« Ceux qui ne connaissent pas leur histoire s’exposent à la revivre » Elie Wiesel, Prix Nobel de la Paix.

A la fin du 19ème siècle, le roi des Belges Léopold II était le propriétaire sans partage de l’État indépendant du Congo. Cette part du « succulent gâteau africain » – le bassin du gigantesque fleuve Congo – il l’avait obtenue à la Conférence de Berlin de 1885, en exploitant habilement les rivalités coloniales des pays européens.

Pour parvenir à ses fins, Léopold avait prétendu qu’il ne recherchait d’autre but que d’ouvrir à la civilisation un continent plongé dans les ténèbres et déchiré par les luttes tribales. Non seulement il délivrerait de l’esclavage des populations asservies par des trafiquants arabes sans scrupule, mais il servirait aussi la science en dépêchant dans ces contrées sauvages des explorateurs, des géographes, des ethnologues et des géologues.

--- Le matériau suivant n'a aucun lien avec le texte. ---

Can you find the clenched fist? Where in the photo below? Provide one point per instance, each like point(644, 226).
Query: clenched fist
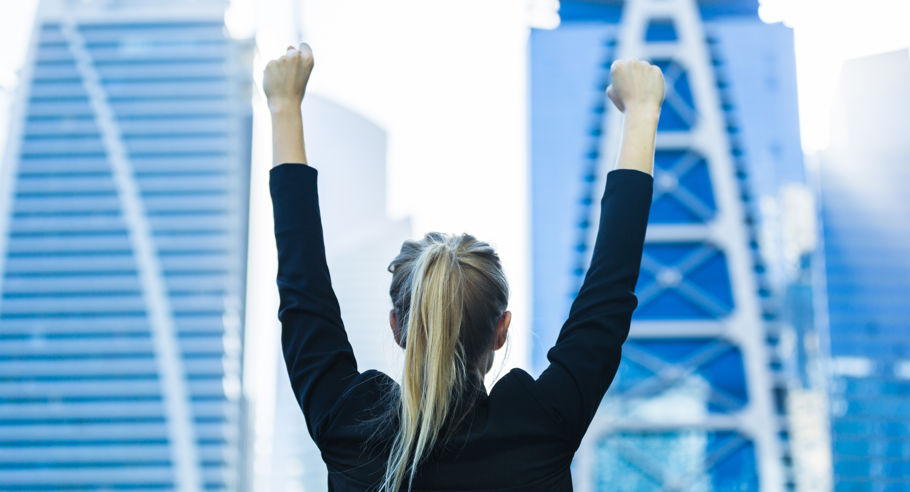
point(636, 85)
point(285, 77)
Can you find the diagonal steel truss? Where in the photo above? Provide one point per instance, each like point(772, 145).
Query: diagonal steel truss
point(737, 327)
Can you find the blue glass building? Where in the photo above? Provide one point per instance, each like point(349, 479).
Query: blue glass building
point(700, 399)
point(862, 180)
point(123, 232)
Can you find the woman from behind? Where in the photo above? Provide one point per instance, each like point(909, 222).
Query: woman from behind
point(439, 429)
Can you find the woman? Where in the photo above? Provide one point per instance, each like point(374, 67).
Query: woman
point(440, 430)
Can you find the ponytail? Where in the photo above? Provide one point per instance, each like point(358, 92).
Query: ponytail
point(448, 293)
point(433, 361)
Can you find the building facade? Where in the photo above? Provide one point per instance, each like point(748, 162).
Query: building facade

Caricature de Léopold II dans les journaux de l'époque

Caricature de Léopold II dans les journaux de l’époque

Bref, l’humanité tout entière retirerait les bénéfices de cette « œuvre civilisatrice ». Mais, naturellement, il était juste qu’il fût payé de ses efforts et de ses risques par les retombées sonnantes et trébuchantes d’un commerce – équitable, cela va de soi – auquel pourraient participer toutes les nations qui le souhaiteraient.

Écrans de fumée

Ces discours lénifiants, auxquels se laissèrent prendre les participants à la conférence de Berlin, n’étaient que des écrans de fumée. Entre 1885 et 1908, Léopold se comporta comme un affairiste cupide à la tête d’une société privée, pillant allègrement sa colonie et réduisant au servage ses habitants.

Cédant à ces pressions de plus en plus insistantes, le Gouvernement britannique confia à son représentant au Congo, Sir Roger Casement, la mission d’enquêter et de rédiger un rapport. Les conclusions furent accablantes pour le roi Léopold qui se sentit obligé d’envoyer à son tour une commission d’enquête.

Cependant le grand public ne fut sensibilisé aux souffrances des populations Congolaises que lorsqu’un couple de missionnaires baptistes, Alice et John Harris, organisa une tournée de conférences en Grande-Bretagne et aux États-Unis. Ces conférences étaient illustrées de projections de lanterne magique présentant des photographies prises dans la région du « caoutchouc rouge », là où les agents du roi Léopold sévissaient avec le plus de cruauté.

Ces images suscitèrent la pitié et la colère internationale. Devant le scandale, le parlement belge n’eut d’autre solution que de forcer, non sans mal, le roi à céder sa colonie à la Belgique, qui en assura l’administration à partir de 1908.

Mais c’est seulement dans les contes de fée et les films hollywoodiens que les méchants sont punis à la fin. Quand il mourut, l’année suivante, Léopold II était un des hommes les plus riches du monde. Les têtes couronnées d’Europe versèrent une larme à son enterrement et de pompeuses oraisons funèbres saluèrent son « œuvre civilisatrice ».

La page la plus obscure de l’histoire de Belgique

C’est cette page la plus obscure de l’histoire de Belgique que revisite le roman « Le bureau des reptiles ». Le titre fait allusion au bureau de presse mis sur pied par le roi Léopold pour chanter les louanges de l’État indépendant du Congo. Une officine rebaptisée ironiquement « Fonds des reptiles » par les journalistes belges. Une de ses missions secrètes était, en effet, de distribuer aux journaux influents des enveloppes copieusement garnies.

Le roman se situe à l’été 1897, époque où le scandale ne faisait que couver. Léopold II, alors au sommet de sa puissance, avait organisé, dans le parc d’un de ses châteaux, une exposition coloniale destinée à présenter au monde entier les splendeurs de son Congo. Pour la circonstance, il avait même fait venir de leur lointain et mystérieux pays quelque deux cent « indigènes » et les avait jetés en pâture aux visiteurs, en costume local et dans des villages de pacotille.

Lors de la visite de cette exposition, Léo Dover, le jeune journaliste héros du « Bureau des reptiles », a la révélation de ce qui se trame dans l’Etat indépendant du Congo. Dès lors il n’aura de cesse de clamer la vérité. A ses risques et périls.